Multiple Linear Regression using Python

Rohit Gupta
5y
59k
0
7

Article

Multiple Linear Regression using Python

In the previous article, we studied Logistic Regression. One thing that I believe is that if we can correlate anything with us or our lives, there are greater chances of understanding the concept. So I will try to explain everything by relating it to humans.

What is Regression? Types of Regression

For reading about the regression, please read the article Linear Regression

When we should use Multiple Linear Regression?

Multiple Linear Regression is an extended version of simple Linear regression, with one most important difference being the number of features it can handle. Multiple Linear Regression can handle more than 1 feature. So, we should use Multiple Linear Regression in cases where the dataset is uniformly distributed and has more than 1 feature to process.

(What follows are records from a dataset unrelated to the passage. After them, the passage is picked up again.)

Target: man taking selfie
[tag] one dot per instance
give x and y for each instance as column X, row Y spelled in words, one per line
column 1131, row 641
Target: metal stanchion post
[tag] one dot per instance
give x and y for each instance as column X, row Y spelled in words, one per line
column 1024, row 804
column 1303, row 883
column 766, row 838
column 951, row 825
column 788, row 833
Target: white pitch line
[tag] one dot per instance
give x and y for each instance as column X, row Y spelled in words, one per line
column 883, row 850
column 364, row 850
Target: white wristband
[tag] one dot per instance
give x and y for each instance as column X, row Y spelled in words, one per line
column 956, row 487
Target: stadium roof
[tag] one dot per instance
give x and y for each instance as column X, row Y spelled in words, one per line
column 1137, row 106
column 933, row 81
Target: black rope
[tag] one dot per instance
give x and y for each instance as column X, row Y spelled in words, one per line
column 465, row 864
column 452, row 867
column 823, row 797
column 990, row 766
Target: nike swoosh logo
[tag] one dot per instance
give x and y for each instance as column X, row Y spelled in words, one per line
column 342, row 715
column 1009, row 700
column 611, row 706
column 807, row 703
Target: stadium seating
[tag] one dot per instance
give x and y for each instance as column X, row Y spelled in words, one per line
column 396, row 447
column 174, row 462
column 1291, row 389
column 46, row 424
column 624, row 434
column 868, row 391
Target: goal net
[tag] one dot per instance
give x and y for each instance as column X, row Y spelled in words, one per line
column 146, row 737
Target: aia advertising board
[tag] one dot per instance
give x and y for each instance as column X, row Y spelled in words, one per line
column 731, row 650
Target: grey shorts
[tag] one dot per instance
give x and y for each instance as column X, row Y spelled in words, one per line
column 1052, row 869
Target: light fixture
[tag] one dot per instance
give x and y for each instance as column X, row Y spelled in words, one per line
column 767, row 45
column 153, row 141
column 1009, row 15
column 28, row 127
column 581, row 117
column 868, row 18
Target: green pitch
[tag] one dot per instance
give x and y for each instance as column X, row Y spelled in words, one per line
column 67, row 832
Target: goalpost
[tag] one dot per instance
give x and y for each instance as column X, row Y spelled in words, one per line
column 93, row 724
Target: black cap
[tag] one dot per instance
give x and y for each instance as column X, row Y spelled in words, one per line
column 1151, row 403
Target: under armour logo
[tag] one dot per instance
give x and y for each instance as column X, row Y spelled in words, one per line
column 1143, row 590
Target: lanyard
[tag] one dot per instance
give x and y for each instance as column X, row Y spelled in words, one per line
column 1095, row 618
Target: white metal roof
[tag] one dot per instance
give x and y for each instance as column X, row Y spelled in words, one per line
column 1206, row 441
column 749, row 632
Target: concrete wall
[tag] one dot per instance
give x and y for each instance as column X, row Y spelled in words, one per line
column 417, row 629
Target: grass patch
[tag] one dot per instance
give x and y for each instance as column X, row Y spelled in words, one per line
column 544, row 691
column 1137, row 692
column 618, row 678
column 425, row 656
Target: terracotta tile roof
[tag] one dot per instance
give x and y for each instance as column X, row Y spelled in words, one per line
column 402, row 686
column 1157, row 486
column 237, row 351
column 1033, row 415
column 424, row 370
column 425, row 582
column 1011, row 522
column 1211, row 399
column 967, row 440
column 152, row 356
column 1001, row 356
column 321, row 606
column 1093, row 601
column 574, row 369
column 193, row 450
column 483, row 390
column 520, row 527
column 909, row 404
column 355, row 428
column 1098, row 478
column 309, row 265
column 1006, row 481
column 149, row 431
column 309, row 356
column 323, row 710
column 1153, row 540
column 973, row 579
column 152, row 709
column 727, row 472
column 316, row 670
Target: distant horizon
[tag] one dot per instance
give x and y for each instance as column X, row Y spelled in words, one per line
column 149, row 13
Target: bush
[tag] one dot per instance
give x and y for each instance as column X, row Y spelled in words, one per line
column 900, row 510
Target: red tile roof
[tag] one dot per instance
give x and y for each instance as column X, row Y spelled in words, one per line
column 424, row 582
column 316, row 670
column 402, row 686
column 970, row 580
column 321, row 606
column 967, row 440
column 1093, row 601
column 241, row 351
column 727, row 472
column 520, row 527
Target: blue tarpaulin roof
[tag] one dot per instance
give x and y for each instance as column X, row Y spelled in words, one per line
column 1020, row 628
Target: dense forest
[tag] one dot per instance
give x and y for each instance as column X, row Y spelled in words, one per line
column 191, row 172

How do we calculate Multiple Linear Regression?

The formula of the linear regression doesn't change, it remains y= m*X+b, only the number of coefficients increases

Advantages/Features of Multiple Linear Regression

The chances of getting a better-fit increase as the generated models are dependent on more than 1 feature
Multiple Linear Regression can detect outliers and anomalies very effectively.

Disadvantages/Shortcomings of Multiple Linear Regression

The problem of overfitting is very prevalent here, as we can use all features to generate the model, so the model can start "memorizing" the values
Accuracy decreases as the linearity of the dataset decreases.

Multiple Linear Regression

Multiple linear regression (MLR) or multiple regression, is a statistical technique that uses several preparatory variables to predict the outcome of a response variable. The goal of multiple linear regression (MLR) is to model the linear relationship between the explanatory (independent) variables and response (dependent) variable.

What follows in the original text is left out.